The article is correct. Discontinuous mode occurs for light loads when the average current in the inductor (in steady state) is less than the peak value of ripple current.

Let's see if I'm picturing it correctly. Note that light load equates to high resistance which does take a lot of power. In a buck converter if the load resistance is too high then not enough current will be able to pass thru the inductor which will result in less magnetic field around the inductor and hence it results in less ability of the inductor to sustain current when the switch is off.
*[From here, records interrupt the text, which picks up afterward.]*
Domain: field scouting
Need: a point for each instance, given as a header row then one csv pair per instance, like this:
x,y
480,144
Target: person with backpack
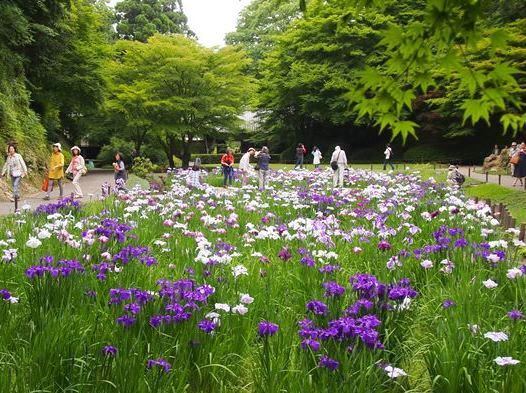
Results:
x,y
300,156
120,172
244,165
15,168
338,165
519,171
513,153
388,154
227,162
55,171
317,157
262,167
193,177
454,177
77,168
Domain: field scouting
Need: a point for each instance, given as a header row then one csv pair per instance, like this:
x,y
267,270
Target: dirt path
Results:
x,y
505,180
90,184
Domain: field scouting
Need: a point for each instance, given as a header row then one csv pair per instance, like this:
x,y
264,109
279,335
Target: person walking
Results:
x,y
15,168
77,167
519,172
300,156
454,177
120,172
317,157
263,157
56,171
513,156
193,178
227,162
338,165
388,154
244,166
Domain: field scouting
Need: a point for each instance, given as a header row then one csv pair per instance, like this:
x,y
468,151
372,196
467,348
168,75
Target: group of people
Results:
x,y
517,154
15,169
338,164
262,166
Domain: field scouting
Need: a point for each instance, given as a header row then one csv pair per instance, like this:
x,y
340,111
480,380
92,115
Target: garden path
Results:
x,y
505,180
90,184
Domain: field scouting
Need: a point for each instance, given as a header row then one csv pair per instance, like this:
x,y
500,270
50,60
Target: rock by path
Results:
x,y
90,184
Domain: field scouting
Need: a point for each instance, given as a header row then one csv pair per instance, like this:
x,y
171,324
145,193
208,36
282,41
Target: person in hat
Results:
x,y
513,153
15,168
245,167
454,177
56,170
77,167
120,172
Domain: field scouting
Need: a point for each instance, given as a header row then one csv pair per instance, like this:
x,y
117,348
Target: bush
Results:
x,y
442,153
216,158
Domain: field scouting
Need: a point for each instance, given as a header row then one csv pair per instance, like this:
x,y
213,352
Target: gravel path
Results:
x,y
90,184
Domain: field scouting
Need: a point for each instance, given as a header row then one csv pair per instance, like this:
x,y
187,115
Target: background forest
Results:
x,y
135,79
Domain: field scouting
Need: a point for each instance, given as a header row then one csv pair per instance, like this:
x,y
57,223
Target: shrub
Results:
x,y
143,167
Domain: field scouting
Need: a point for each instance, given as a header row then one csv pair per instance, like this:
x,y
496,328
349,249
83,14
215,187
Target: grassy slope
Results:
x,y
514,199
In other words, if it takes 1s to rise the current from 0A to 0.5A, the rise rate of current will be less than the case when the current only takes 0.5s to rise from 0A to 0.5A.
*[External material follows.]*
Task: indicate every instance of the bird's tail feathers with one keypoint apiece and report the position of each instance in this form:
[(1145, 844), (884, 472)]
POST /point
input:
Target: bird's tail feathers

Does this mean that discontinuous mode cannot happen for a heavy load (i.e. low resistance)? Thanks.
 
Let's see if I'm picturing it correctly. Note that light load equates to high resistance which does take a lot of power. In a buck converter if the load resistance is too high then not enough current will be able to pass thru the inductor which will result in less magnetic field around the inductor and hence it results in less ability of the inductor to sustain current when the switch is off. In other words, if it takes 1s to rise the current from 0A to 0.5A, the rise rate of current will be less than the case when the current only takes 0.5s to rise from 0A to 0.5A.
I dont think that is the right way to think of it.

Instead, think of the rate of current change being controlled by inductance and voltage because dI/dt =V/L. Now, the loading does not change the voltages, but only the current. In particular the load changes the average current. But current ripple is affected by voltages and inductance (and PWM frequency, of course), and not loading (as much). Hence, think of light loading as a case where current ripple is greater than average current, so to speak. If the ripple wants to be greater than the average, then the low side of the ripple will hit zero. That's all discontinuous mode is.

Does this mean that discontinuous mode cannot happen for a heavy load (i.e. low resistance)?
It only happens briefly with heavy loads: either at startup or during transients. Steady state discontinuous mode only happens with light loading.